It’s no surprise that air pollution is bad for our bodies, especially respiratory systems. But what about cancer? A recent study from researchers at the National Institutes of Health (NIH) is one of the largest to look at the link between outdoor air pollution levels and breast cancer. The results raise concern and demand attention to air quality.

Fine particulate-matter air pollution is a mixture of toxins in the air that are microscopic (equal or less than 2.5 microns in size). Also called ambient fine particulate matter, these toxins can be deeply inhaled into the lungs where they enter the blood stream and disperse through the body. A growing amount of research evidence suggests that fine particulate matter exposure is associated with an increased risk of breast cancer. One review of six European studies found an increased breast cancer risk of about 6 percent.

What the NIH Air Pollution Study Looked At

The NIH team used data on air pollution exposure for close to 200,000 women who were enrolled in the NIH-AARP Diet and Health Study, which began in 1995. They matched breast cancer diagnosis rates with levels of particulate-matter air pollution in six states (California, Florida, Pennsylvania, New Jersey, North Carolina, and Louisiana) and two cities, Atlanta and Detroit. This study is the first to include exposure risk starting 10-15 years before the study began. Other studies have only looked at exposure during the years of the study. This study also breaks down the risk by the type of breast cancer.

The average age of the women in the study was 62. During about 20 years of follow-up, there were 15,870 breast cancers diagnosed. A 10-microgram increase in particulate-matter air pollution was associated with an 8 percent increase in breast cancer incidence. Eight percent is a significant increase, and a risk factor shared by all women exposed to this type of air pollution. All the areas surveyed had an increase in breast cancer linked to particulate matter air pollution. The highest increase was for Atlanta at 22 percent. For the states, California had the lowest risk at 6 percent and North Carolina, the highest at 26 percent.

Pollution Is an Estrogen Disrupter

This study also broke down the cancers by estrogen receptor status. Most breast cancers are sensitive to the female hormone estrogen, called ER positive cancers. These tumors use estrogen to help them grow. The increase in breast cancer diagnosis was in ER positive cancers. This may explain how particulate matter air pollution increases breast cancer risk. Many of the toxins included in particulate matter are estrogen disruptors, meaning they may increase estrogen production in the body.

Particulate matter is a mixture of solid and liquid particles or droplets in the air from motor vehicle exhaust fumes, burning of oil or coal, industrial waste, or smoke from burning wood or vegetation. Airborne toxins that are estrogen disruptors include polybrominated diphenyl ethers, phthalates, and metals. Other possible carcinogenic particles can include organic compounds, ammonium, nitrate, ozone, sulfate, and others.

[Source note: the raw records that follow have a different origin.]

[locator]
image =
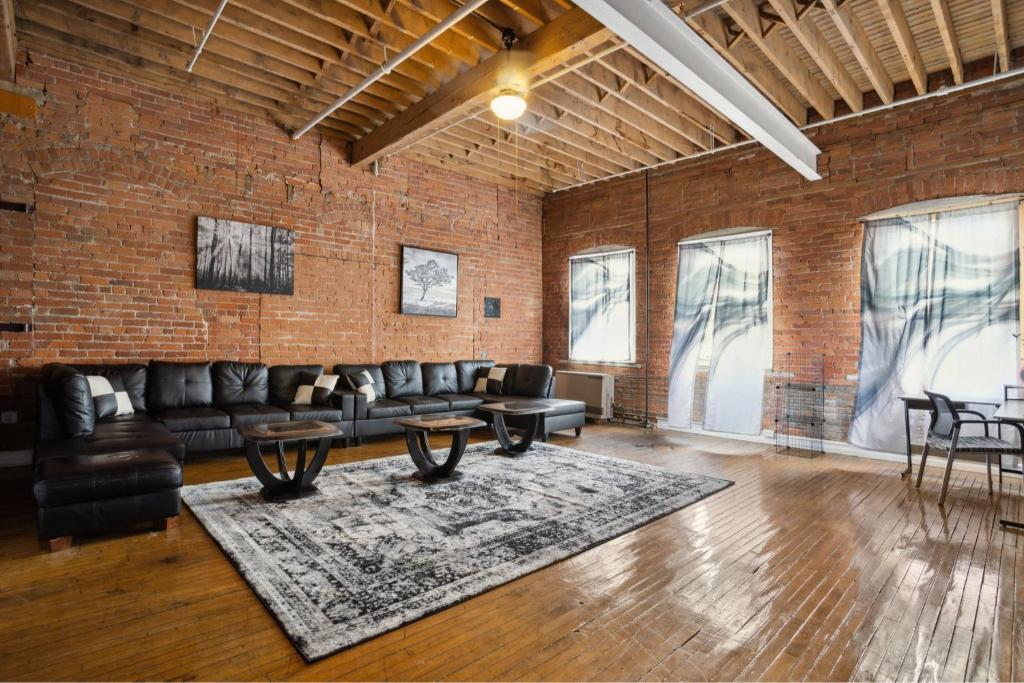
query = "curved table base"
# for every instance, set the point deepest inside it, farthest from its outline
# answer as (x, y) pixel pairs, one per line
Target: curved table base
(510, 446)
(429, 469)
(285, 485)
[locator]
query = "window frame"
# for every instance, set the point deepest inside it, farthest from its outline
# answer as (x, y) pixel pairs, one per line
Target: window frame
(633, 305)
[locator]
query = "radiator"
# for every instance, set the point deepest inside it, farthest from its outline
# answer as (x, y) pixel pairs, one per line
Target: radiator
(595, 389)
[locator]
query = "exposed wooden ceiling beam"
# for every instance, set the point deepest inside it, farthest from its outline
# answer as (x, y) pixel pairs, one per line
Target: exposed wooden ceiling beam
(8, 41)
(1001, 33)
(745, 14)
(572, 33)
(807, 34)
(750, 65)
(856, 38)
(892, 11)
(945, 23)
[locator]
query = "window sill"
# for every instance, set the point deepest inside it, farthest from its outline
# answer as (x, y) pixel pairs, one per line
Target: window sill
(608, 364)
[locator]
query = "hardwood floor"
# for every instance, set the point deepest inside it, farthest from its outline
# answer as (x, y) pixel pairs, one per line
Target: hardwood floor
(808, 568)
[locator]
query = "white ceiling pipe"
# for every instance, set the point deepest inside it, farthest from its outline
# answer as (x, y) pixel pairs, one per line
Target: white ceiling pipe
(383, 71)
(206, 35)
(1014, 73)
(672, 45)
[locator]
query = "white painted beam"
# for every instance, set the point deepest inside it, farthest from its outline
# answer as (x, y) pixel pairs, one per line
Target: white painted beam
(660, 36)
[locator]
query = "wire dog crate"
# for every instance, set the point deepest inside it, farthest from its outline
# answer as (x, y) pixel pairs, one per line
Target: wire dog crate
(800, 402)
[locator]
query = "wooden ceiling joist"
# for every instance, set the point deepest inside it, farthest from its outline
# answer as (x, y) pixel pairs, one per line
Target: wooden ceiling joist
(747, 15)
(895, 18)
(8, 41)
(807, 33)
(856, 39)
(945, 23)
(1001, 27)
(571, 33)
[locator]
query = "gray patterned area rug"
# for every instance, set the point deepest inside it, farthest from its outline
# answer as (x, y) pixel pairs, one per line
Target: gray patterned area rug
(376, 549)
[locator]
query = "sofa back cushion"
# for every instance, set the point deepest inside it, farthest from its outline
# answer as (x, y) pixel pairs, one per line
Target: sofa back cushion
(178, 385)
(529, 380)
(132, 376)
(467, 373)
(240, 383)
(402, 378)
(72, 399)
(439, 378)
(284, 380)
(344, 370)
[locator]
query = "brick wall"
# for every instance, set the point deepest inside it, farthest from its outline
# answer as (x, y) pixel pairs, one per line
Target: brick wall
(965, 143)
(104, 267)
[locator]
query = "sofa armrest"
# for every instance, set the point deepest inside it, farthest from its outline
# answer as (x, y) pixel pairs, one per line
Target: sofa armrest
(351, 403)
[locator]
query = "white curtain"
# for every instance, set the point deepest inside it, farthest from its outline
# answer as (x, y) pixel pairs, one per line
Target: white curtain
(939, 311)
(722, 304)
(601, 310)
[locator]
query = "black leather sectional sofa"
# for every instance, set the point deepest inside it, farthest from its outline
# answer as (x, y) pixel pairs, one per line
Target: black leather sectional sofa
(115, 472)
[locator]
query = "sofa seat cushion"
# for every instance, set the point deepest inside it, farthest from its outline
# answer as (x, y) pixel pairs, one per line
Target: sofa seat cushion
(322, 413)
(81, 478)
(188, 419)
(113, 434)
(425, 404)
(460, 401)
(385, 408)
(256, 414)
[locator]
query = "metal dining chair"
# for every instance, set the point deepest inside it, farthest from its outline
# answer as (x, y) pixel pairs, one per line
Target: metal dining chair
(944, 434)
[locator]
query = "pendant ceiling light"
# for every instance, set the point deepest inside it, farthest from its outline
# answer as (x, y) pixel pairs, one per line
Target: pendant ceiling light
(509, 103)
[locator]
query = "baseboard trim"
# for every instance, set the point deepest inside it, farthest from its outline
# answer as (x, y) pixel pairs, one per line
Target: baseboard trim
(834, 447)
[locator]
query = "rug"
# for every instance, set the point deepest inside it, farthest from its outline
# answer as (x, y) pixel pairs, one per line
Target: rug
(376, 549)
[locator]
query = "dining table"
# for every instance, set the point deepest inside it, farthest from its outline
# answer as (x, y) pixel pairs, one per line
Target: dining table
(1012, 411)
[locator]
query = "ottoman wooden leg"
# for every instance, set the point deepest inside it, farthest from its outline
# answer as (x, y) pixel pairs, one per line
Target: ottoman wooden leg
(167, 522)
(59, 543)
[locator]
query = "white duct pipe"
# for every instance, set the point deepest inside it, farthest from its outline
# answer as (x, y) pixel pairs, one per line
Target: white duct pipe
(854, 115)
(206, 35)
(383, 71)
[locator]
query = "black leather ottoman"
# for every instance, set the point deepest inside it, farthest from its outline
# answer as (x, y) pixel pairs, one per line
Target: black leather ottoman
(83, 495)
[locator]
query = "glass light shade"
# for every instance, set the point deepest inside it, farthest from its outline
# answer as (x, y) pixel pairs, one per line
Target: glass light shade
(508, 105)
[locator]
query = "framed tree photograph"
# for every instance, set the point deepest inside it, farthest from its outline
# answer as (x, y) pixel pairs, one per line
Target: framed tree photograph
(429, 282)
(244, 257)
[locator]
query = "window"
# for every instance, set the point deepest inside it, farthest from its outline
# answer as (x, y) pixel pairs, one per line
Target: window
(939, 309)
(722, 335)
(602, 307)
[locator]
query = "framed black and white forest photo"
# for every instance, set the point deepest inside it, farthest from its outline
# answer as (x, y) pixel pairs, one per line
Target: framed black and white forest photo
(429, 282)
(244, 257)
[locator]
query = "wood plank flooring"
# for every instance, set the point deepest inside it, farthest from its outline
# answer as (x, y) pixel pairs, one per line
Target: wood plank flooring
(826, 568)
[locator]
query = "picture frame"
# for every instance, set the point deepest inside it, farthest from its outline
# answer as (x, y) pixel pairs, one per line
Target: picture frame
(428, 283)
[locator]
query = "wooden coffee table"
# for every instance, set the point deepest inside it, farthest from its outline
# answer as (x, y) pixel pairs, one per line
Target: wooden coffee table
(418, 429)
(300, 482)
(532, 409)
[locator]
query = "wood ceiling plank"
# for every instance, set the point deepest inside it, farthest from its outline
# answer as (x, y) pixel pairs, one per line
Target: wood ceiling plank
(104, 58)
(94, 29)
(806, 32)
(588, 98)
(1001, 27)
(572, 33)
(626, 65)
(892, 12)
(8, 41)
(750, 63)
(856, 38)
(945, 23)
(774, 47)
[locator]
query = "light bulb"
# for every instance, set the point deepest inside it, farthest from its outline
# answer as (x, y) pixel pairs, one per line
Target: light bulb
(508, 105)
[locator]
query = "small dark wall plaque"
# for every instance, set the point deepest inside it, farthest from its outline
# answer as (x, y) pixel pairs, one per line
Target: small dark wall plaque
(492, 307)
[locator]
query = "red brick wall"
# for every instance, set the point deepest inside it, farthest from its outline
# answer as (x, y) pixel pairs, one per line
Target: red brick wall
(965, 143)
(104, 267)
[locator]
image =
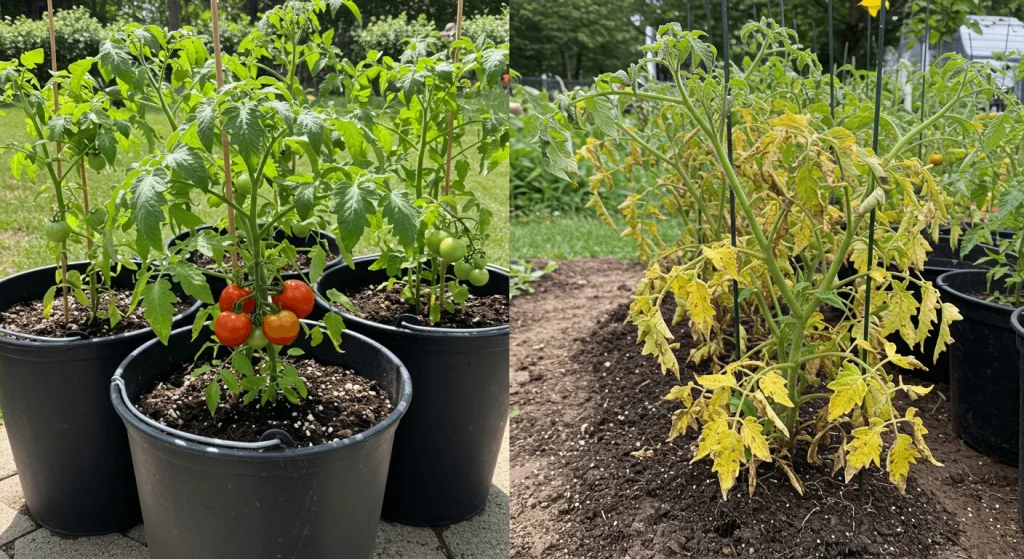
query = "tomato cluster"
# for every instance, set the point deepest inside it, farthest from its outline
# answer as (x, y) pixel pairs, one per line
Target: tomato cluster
(454, 250)
(233, 326)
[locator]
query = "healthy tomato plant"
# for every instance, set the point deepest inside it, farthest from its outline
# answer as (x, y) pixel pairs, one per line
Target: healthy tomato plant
(417, 207)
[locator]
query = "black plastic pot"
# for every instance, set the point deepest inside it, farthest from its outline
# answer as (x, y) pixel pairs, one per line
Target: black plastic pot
(69, 445)
(940, 260)
(446, 448)
(217, 285)
(208, 499)
(984, 378)
(1017, 323)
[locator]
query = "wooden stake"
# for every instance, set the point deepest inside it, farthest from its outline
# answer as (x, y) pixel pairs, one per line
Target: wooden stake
(56, 109)
(228, 190)
(448, 159)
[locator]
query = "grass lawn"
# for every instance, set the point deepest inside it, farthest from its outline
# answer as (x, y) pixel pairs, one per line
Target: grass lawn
(25, 207)
(573, 237)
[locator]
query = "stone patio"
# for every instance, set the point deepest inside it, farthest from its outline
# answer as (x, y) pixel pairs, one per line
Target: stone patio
(485, 536)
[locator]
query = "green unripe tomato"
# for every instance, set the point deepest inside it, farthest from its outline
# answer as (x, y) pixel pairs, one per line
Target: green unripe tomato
(479, 277)
(96, 162)
(57, 231)
(243, 184)
(433, 241)
(463, 269)
(301, 229)
(453, 250)
(257, 340)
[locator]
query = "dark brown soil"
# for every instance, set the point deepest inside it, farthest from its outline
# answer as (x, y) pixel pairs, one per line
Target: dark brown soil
(302, 259)
(584, 399)
(28, 317)
(340, 404)
(385, 306)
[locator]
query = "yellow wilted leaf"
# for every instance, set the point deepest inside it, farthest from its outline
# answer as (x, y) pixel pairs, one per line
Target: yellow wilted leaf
(903, 361)
(723, 257)
(901, 456)
(919, 435)
(753, 439)
(798, 122)
(712, 382)
(773, 386)
(727, 452)
(927, 314)
(949, 314)
(699, 307)
(766, 410)
(864, 448)
(848, 391)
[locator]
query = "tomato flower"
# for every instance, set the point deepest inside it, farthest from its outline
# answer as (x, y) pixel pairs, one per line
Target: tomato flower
(873, 6)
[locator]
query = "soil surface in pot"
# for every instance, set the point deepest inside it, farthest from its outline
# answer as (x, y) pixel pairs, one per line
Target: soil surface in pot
(302, 259)
(28, 317)
(584, 399)
(384, 307)
(340, 404)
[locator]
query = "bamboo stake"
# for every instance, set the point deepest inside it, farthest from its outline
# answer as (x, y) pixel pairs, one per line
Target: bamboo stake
(448, 158)
(228, 190)
(732, 194)
(56, 109)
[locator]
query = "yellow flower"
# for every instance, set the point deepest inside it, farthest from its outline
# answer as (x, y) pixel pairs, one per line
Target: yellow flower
(873, 6)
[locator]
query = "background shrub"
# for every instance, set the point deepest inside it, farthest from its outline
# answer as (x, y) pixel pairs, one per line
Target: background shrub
(78, 36)
(487, 28)
(387, 34)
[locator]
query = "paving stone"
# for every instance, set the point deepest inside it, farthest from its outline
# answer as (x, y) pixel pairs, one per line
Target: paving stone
(137, 533)
(398, 542)
(10, 492)
(485, 535)
(13, 525)
(7, 468)
(45, 545)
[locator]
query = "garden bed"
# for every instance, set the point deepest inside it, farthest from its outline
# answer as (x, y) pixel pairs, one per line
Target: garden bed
(584, 400)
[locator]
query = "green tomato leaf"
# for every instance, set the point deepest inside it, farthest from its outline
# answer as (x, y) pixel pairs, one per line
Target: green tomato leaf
(402, 216)
(158, 300)
(147, 206)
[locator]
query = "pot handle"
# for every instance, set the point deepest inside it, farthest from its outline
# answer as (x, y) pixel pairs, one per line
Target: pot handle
(261, 445)
(76, 337)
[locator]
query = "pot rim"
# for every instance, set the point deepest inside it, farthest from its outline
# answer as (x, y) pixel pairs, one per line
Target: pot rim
(408, 329)
(1017, 321)
(180, 439)
(943, 283)
(11, 339)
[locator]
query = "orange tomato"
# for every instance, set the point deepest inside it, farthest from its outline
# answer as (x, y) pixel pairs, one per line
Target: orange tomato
(297, 297)
(232, 329)
(281, 328)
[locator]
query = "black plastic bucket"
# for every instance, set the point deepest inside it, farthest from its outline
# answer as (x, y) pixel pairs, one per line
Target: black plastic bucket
(940, 260)
(984, 377)
(211, 499)
(69, 445)
(446, 448)
(1017, 323)
(217, 285)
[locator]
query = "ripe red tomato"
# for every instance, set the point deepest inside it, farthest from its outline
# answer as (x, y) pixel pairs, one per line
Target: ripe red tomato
(232, 329)
(296, 297)
(233, 294)
(281, 328)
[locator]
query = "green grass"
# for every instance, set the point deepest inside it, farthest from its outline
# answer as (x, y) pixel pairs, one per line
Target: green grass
(573, 237)
(26, 206)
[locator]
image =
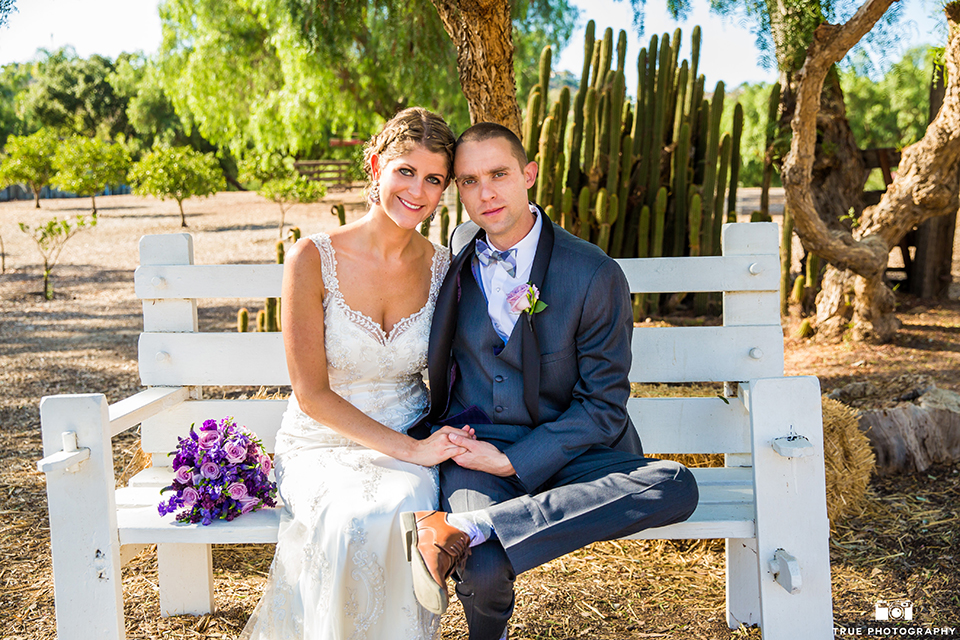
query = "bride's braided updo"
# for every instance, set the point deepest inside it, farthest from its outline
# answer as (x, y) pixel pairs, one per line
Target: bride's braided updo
(409, 128)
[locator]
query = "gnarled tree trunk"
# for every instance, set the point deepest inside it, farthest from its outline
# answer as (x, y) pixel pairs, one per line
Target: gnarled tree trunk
(483, 33)
(926, 185)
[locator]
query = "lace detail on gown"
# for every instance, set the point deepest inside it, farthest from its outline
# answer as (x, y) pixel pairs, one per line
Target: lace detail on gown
(339, 572)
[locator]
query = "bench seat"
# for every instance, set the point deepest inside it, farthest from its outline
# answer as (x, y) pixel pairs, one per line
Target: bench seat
(725, 511)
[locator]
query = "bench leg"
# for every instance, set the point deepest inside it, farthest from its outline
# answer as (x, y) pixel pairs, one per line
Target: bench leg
(84, 541)
(186, 579)
(792, 527)
(743, 590)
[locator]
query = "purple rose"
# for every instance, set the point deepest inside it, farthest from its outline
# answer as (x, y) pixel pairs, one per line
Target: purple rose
(236, 452)
(184, 475)
(519, 298)
(190, 497)
(210, 470)
(237, 490)
(265, 464)
(209, 440)
(248, 504)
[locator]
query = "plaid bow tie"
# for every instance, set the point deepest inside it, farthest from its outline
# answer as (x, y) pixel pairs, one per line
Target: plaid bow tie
(507, 259)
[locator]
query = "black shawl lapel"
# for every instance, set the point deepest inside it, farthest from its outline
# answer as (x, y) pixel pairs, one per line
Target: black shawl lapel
(531, 345)
(442, 331)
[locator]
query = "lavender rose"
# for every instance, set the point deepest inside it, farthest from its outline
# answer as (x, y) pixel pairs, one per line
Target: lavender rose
(209, 440)
(519, 298)
(184, 475)
(190, 497)
(210, 470)
(265, 464)
(248, 504)
(236, 451)
(237, 490)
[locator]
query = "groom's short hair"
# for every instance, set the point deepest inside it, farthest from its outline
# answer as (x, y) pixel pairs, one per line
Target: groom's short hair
(487, 130)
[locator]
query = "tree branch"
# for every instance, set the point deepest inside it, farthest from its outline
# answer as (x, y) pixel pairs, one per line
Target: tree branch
(830, 43)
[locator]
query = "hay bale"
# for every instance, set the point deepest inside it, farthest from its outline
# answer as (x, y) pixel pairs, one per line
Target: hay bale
(848, 459)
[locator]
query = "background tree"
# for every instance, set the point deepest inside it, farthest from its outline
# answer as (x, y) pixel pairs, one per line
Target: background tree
(29, 161)
(178, 173)
(73, 95)
(926, 185)
(294, 189)
(50, 239)
(6, 8)
(86, 166)
(14, 79)
(287, 75)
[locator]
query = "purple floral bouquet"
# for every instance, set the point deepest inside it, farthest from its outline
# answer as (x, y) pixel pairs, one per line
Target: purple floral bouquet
(220, 473)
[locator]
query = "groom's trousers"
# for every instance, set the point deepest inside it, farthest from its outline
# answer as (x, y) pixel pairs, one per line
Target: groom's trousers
(602, 494)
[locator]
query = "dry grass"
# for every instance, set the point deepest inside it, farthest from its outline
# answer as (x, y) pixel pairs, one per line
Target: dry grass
(902, 543)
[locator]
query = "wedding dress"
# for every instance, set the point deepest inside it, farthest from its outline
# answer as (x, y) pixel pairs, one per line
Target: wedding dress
(340, 572)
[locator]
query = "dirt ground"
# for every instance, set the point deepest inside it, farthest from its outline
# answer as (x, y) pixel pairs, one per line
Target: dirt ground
(903, 546)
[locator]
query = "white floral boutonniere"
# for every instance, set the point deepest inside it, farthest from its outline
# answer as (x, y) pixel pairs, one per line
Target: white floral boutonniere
(526, 297)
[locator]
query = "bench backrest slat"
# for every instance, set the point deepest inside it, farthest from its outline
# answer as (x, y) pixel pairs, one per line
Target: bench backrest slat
(648, 275)
(660, 354)
(666, 425)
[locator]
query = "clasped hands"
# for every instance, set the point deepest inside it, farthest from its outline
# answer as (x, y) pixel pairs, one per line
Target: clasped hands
(470, 453)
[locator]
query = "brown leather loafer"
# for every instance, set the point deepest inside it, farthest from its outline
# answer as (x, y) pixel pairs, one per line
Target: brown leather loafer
(434, 549)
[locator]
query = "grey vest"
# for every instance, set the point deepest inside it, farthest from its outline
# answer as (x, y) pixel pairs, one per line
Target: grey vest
(489, 373)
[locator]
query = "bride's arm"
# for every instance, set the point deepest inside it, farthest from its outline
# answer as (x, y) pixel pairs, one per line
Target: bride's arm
(303, 341)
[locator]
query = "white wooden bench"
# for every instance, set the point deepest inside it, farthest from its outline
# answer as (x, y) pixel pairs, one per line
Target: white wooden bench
(768, 502)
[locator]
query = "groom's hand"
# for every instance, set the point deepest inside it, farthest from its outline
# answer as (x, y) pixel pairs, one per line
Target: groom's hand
(482, 456)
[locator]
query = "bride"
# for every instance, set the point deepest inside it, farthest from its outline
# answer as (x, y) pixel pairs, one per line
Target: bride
(357, 306)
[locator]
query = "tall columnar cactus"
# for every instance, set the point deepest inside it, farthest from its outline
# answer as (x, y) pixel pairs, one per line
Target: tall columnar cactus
(444, 225)
(657, 152)
(341, 213)
(786, 258)
(735, 162)
(584, 213)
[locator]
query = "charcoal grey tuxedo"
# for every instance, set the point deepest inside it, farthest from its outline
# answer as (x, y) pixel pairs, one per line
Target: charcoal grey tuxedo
(553, 398)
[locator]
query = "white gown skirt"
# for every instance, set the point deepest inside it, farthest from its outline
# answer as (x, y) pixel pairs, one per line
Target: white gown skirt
(340, 571)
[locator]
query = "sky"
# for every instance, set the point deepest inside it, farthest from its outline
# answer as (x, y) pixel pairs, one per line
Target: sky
(728, 52)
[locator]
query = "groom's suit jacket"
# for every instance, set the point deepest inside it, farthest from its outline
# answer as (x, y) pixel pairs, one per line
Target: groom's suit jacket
(559, 385)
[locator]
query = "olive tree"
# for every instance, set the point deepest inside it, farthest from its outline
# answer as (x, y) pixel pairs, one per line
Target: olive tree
(50, 238)
(178, 173)
(86, 166)
(29, 161)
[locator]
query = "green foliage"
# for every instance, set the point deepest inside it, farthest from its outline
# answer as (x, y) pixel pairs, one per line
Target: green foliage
(14, 79)
(29, 161)
(288, 75)
(87, 165)
(291, 190)
(50, 238)
(891, 111)
(72, 95)
(149, 111)
(178, 173)
(753, 99)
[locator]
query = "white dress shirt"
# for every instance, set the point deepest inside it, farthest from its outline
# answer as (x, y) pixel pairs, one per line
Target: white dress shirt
(497, 283)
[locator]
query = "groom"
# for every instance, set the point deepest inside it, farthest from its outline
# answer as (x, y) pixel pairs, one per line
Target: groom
(556, 463)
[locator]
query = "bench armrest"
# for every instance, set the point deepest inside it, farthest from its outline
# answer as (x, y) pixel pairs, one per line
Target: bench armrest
(135, 409)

Breast cancer is the most common cancer in women, other than skin cancer. Known risk factors for breast cancer are family history (genes), reproductive history, alcohol intake, estrogen medications, and obesity. Reducing and avoiding air pollution may be a way women can reduce their risk of breast cancer. The U.S. Environmental Protection Agency provides a website called Air Now ( where you can enter your zip code and find out about air quality and the level of particulate-matter air pollution in your area.

Source: “Ambient Fine Particulate Matter and Breast Cancer Incidence in a Large Prospective US Cohort,” by researchers at the National Institute of Environmental Health Sciences, published in the Journal of the National Cancer Institute.